What possible respectable reasons can there be for resisting this provision, this amendment and the clarification being proposed to your Lordships? It is hard, I would suggest, to think of one, although I suspect that the Minister will manage to do his best at the end of this debate. Could it be that the Government’s objective is to ensure that the votes in both Houses to which they are committed will take place only at a moment when it is too late to do very much about things and when the sands of Article 50 are running out? That would be to deprive the whole process of its meaning.
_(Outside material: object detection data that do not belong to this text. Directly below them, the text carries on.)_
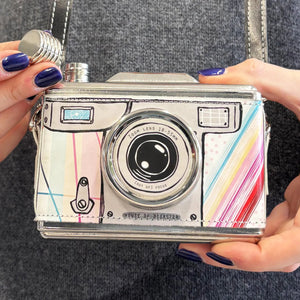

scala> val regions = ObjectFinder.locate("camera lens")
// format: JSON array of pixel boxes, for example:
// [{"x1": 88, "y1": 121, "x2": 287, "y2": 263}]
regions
[
  {"x1": 102, "y1": 109, "x2": 199, "y2": 209},
  {"x1": 127, "y1": 134, "x2": 178, "y2": 182}
]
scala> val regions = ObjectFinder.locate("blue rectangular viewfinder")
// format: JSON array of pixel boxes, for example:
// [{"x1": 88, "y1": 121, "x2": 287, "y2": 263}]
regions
[{"x1": 64, "y1": 109, "x2": 91, "y2": 121}]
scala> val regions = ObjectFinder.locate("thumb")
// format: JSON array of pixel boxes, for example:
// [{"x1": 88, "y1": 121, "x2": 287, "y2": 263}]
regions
[{"x1": 198, "y1": 58, "x2": 300, "y2": 120}]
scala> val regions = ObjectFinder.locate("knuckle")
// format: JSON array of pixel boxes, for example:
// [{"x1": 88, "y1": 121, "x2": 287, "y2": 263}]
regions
[
  {"x1": 281, "y1": 264, "x2": 299, "y2": 273},
  {"x1": 245, "y1": 58, "x2": 264, "y2": 75}
]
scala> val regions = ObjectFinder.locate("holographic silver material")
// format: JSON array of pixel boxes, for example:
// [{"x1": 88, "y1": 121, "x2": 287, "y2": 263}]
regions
[{"x1": 64, "y1": 62, "x2": 89, "y2": 82}]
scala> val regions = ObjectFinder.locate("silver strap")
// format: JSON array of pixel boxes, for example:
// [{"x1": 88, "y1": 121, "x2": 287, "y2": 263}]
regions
[
  {"x1": 245, "y1": 0, "x2": 268, "y2": 62},
  {"x1": 50, "y1": 0, "x2": 268, "y2": 65},
  {"x1": 50, "y1": 0, "x2": 73, "y2": 67}
]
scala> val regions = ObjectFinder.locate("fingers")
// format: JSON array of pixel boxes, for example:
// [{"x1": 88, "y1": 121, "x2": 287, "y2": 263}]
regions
[
  {"x1": 0, "y1": 41, "x2": 20, "y2": 51},
  {"x1": 0, "y1": 50, "x2": 29, "y2": 83},
  {"x1": 179, "y1": 224, "x2": 300, "y2": 272},
  {"x1": 0, "y1": 113, "x2": 30, "y2": 162},
  {"x1": 0, "y1": 97, "x2": 38, "y2": 139},
  {"x1": 199, "y1": 59, "x2": 300, "y2": 120}
]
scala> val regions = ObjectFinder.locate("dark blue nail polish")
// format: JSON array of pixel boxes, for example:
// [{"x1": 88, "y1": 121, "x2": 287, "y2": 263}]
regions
[
  {"x1": 198, "y1": 68, "x2": 225, "y2": 76},
  {"x1": 206, "y1": 252, "x2": 233, "y2": 266},
  {"x1": 27, "y1": 95, "x2": 36, "y2": 101},
  {"x1": 34, "y1": 67, "x2": 62, "y2": 87},
  {"x1": 176, "y1": 249, "x2": 202, "y2": 262},
  {"x1": 2, "y1": 53, "x2": 29, "y2": 72}
]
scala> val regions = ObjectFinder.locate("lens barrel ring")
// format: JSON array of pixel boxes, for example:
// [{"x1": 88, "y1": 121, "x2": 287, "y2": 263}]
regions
[{"x1": 102, "y1": 109, "x2": 200, "y2": 209}]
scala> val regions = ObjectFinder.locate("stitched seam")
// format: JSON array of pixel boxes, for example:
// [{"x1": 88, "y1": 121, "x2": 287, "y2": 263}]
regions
[
  {"x1": 50, "y1": 0, "x2": 56, "y2": 32},
  {"x1": 36, "y1": 214, "x2": 265, "y2": 224}
]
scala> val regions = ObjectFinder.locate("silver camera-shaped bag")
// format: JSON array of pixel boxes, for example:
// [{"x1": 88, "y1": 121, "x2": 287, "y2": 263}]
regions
[
  {"x1": 35, "y1": 73, "x2": 267, "y2": 241},
  {"x1": 27, "y1": 0, "x2": 268, "y2": 242}
]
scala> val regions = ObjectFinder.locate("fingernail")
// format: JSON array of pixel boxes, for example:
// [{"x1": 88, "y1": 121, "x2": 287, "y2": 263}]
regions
[
  {"x1": 206, "y1": 252, "x2": 233, "y2": 266},
  {"x1": 27, "y1": 95, "x2": 36, "y2": 101},
  {"x1": 2, "y1": 53, "x2": 29, "y2": 72},
  {"x1": 198, "y1": 68, "x2": 225, "y2": 76},
  {"x1": 176, "y1": 248, "x2": 202, "y2": 262},
  {"x1": 34, "y1": 67, "x2": 62, "y2": 87}
]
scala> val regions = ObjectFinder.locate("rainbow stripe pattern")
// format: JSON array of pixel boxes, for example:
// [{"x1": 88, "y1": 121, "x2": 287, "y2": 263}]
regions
[{"x1": 203, "y1": 105, "x2": 265, "y2": 228}]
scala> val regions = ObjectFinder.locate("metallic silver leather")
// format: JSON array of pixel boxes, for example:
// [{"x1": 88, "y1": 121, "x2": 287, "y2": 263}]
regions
[
  {"x1": 245, "y1": 0, "x2": 268, "y2": 62},
  {"x1": 50, "y1": 0, "x2": 268, "y2": 65}
]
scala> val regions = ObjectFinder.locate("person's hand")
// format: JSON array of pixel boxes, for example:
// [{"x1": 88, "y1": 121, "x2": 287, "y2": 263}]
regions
[
  {"x1": 0, "y1": 41, "x2": 62, "y2": 162},
  {"x1": 178, "y1": 59, "x2": 300, "y2": 272}
]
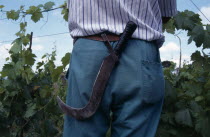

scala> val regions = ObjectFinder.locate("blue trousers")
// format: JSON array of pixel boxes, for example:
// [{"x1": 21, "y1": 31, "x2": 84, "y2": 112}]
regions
[{"x1": 63, "y1": 38, "x2": 165, "y2": 137}]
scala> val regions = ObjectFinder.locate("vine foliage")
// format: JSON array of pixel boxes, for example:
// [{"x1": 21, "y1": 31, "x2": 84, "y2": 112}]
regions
[{"x1": 0, "y1": 2, "x2": 210, "y2": 137}]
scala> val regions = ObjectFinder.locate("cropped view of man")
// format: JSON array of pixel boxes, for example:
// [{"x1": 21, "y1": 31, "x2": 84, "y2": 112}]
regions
[{"x1": 63, "y1": 0, "x2": 177, "y2": 137}]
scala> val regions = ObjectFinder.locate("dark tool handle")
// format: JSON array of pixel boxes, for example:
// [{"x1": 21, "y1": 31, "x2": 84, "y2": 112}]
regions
[{"x1": 115, "y1": 21, "x2": 137, "y2": 55}]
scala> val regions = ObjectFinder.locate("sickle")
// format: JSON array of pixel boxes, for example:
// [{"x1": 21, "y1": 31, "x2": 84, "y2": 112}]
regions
[{"x1": 57, "y1": 21, "x2": 137, "y2": 120}]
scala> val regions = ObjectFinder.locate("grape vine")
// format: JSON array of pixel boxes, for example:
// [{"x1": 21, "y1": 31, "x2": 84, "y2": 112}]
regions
[{"x1": 0, "y1": 2, "x2": 210, "y2": 137}]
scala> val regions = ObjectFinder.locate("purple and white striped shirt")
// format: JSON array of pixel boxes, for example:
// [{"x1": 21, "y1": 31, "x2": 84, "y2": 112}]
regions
[{"x1": 67, "y1": 0, "x2": 177, "y2": 48}]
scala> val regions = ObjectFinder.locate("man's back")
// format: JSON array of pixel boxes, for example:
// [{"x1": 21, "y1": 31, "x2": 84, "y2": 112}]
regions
[
  {"x1": 63, "y1": 0, "x2": 177, "y2": 137},
  {"x1": 68, "y1": 0, "x2": 177, "y2": 47}
]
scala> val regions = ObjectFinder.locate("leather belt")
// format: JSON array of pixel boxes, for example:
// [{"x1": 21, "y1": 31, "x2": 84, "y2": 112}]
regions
[{"x1": 74, "y1": 33, "x2": 120, "y2": 43}]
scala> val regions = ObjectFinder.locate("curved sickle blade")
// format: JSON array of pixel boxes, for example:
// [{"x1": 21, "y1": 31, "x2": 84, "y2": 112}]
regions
[{"x1": 57, "y1": 53, "x2": 118, "y2": 120}]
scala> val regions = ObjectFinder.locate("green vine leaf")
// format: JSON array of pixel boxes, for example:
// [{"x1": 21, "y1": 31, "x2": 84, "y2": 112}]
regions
[
  {"x1": 7, "y1": 10, "x2": 20, "y2": 20},
  {"x1": 10, "y1": 38, "x2": 22, "y2": 54},
  {"x1": 26, "y1": 6, "x2": 43, "y2": 23},
  {"x1": 0, "y1": 5, "x2": 4, "y2": 9},
  {"x1": 23, "y1": 50, "x2": 36, "y2": 66}
]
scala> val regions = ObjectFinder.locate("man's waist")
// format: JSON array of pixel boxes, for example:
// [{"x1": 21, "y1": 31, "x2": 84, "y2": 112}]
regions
[{"x1": 74, "y1": 32, "x2": 120, "y2": 42}]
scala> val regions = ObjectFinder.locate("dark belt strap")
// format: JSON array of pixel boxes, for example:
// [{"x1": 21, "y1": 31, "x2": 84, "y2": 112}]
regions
[{"x1": 74, "y1": 32, "x2": 120, "y2": 43}]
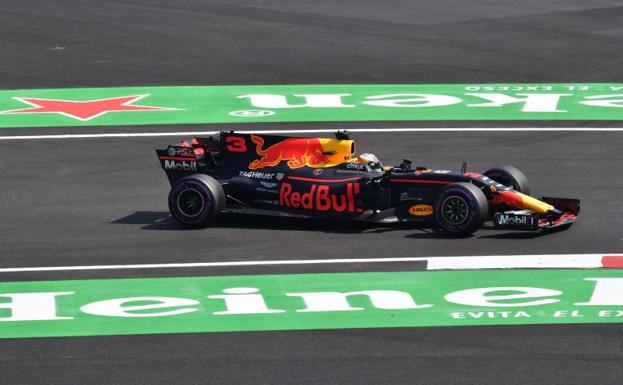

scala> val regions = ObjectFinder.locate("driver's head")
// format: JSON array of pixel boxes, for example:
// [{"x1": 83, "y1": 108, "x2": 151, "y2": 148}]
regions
[{"x1": 357, "y1": 153, "x2": 383, "y2": 170}]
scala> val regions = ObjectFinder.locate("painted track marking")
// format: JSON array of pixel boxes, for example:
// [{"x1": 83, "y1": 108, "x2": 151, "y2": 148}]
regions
[
  {"x1": 0, "y1": 254, "x2": 623, "y2": 273},
  {"x1": 0, "y1": 127, "x2": 623, "y2": 140}
]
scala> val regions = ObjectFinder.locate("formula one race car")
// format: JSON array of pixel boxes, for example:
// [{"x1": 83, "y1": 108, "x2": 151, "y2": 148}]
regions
[{"x1": 156, "y1": 131, "x2": 580, "y2": 235}]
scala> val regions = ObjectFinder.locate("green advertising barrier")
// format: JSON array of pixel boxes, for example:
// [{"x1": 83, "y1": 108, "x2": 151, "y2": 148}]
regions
[
  {"x1": 0, "y1": 270, "x2": 623, "y2": 338},
  {"x1": 0, "y1": 83, "x2": 623, "y2": 128}
]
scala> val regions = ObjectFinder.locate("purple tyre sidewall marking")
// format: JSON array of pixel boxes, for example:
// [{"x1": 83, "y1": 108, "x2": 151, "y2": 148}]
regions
[
  {"x1": 435, "y1": 188, "x2": 480, "y2": 232},
  {"x1": 169, "y1": 179, "x2": 214, "y2": 226}
]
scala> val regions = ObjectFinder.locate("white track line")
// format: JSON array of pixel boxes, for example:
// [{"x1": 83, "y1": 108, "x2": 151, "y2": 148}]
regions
[
  {"x1": 0, "y1": 253, "x2": 623, "y2": 273},
  {"x1": 0, "y1": 127, "x2": 623, "y2": 140}
]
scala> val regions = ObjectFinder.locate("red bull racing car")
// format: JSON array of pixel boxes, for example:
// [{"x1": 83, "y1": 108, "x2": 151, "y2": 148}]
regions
[{"x1": 156, "y1": 132, "x2": 580, "y2": 235}]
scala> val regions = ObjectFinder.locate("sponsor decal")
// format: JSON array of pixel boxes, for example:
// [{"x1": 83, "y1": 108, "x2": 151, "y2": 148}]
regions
[
  {"x1": 238, "y1": 171, "x2": 275, "y2": 180},
  {"x1": 279, "y1": 182, "x2": 363, "y2": 213},
  {"x1": 409, "y1": 204, "x2": 433, "y2": 217},
  {"x1": 260, "y1": 181, "x2": 279, "y2": 188},
  {"x1": 167, "y1": 147, "x2": 196, "y2": 157},
  {"x1": 0, "y1": 269, "x2": 623, "y2": 338},
  {"x1": 494, "y1": 213, "x2": 538, "y2": 229},
  {"x1": 164, "y1": 159, "x2": 197, "y2": 171},
  {"x1": 249, "y1": 135, "x2": 328, "y2": 170},
  {"x1": 346, "y1": 163, "x2": 367, "y2": 171}
]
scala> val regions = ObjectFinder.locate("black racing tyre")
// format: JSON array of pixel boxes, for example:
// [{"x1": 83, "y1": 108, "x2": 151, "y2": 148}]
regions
[
  {"x1": 169, "y1": 174, "x2": 225, "y2": 228},
  {"x1": 435, "y1": 183, "x2": 489, "y2": 236},
  {"x1": 483, "y1": 166, "x2": 530, "y2": 195}
]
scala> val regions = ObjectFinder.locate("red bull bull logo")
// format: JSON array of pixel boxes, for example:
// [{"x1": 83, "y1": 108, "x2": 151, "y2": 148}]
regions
[
  {"x1": 279, "y1": 182, "x2": 363, "y2": 213},
  {"x1": 249, "y1": 135, "x2": 329, "y2": 170}
]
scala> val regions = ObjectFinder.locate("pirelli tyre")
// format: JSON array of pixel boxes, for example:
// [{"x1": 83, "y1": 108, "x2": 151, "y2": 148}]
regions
[
  {"x1": 434, "y1": 183, "x2": 489, "y2": 236},
  {"x1": 483, "y1": 166, "x2": 530, "y2": 195},
  {"x1": 169, "y1": 174, "x2": 225, "y2": 228}
]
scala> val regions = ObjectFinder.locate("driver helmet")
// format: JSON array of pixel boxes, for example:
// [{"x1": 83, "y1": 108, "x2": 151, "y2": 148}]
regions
[{"x1": 357, "y1": 153, "x2": 383, "y2": 170}]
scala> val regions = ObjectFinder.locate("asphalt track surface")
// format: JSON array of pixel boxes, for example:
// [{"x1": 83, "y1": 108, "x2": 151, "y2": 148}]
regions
[{"x1": 0, "y1": 0, "x2": 623, "y2": 384}]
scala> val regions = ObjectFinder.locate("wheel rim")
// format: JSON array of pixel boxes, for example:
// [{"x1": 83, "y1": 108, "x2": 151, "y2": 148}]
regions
[
  {"x1": 441, "y1": 196, "x2": 469, "y2": 225},
  {"x1": 177, "y1": 188, "x2": 205, "y2": 218}
]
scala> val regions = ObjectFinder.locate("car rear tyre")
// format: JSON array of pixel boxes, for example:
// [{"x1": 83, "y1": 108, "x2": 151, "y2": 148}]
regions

I am very grateful to the noble Lord, for whom I have long respect. Is he not proposing a bee sting, in effect—Parliament stings and then dies? The point of the Bill is to give powers to Parliament, which he would take away from Parliament’s control.
I am not quite sure what credence the noble Lord gives to the referendum. He did not mention it in his speech.
We are debating these issues precisely because of the referendum. However, the referendum is not the last word on parliamentary democracy; nor is it the last word, crucially, on a treaty which the people did not even see two years ago when they voted. They could not see it because it had not been negotiated.
My Lords, a point was made by several noble Lords as to a delay in the operation of Article 50. If I remember rightly, under Clause 2, there is a period of two years. Can that be invoked unilaterally or does it need the consent of all 27 other members? I would be most grateful if the Minister could reply. If not, I have no doubt that the noble Lord, Lord Kerr, will correct us.
My Lords, I was not intending to speak until the noble Lord, Lord Adonis, spoke. As I understand it, the position of the anti-Brexiteers until recently has been that they accept the verdict of the referendum—we should come out—but that the referendum did not pose the difficult question of how to do so and the whole debate was to make sure that the electorate understood how we will do this very complex thing. The noble Lord, Lord Adonis, put the proposition that the referendum was of no account at all and we had to go back to the question as to whether we stayed in the European Union. I have not heard him say that before, I must say.
My Lords, I did not say that the referendum was of no account at all.
Giving an option to stay in is saying that we will go over the whole question again.
I invite the Minister to explain to my noble friend—who I have known for years and like very much—the difference between parliamentary sovereignty and plebiscitary democracy. It is quite a fundamental difference in our constitution.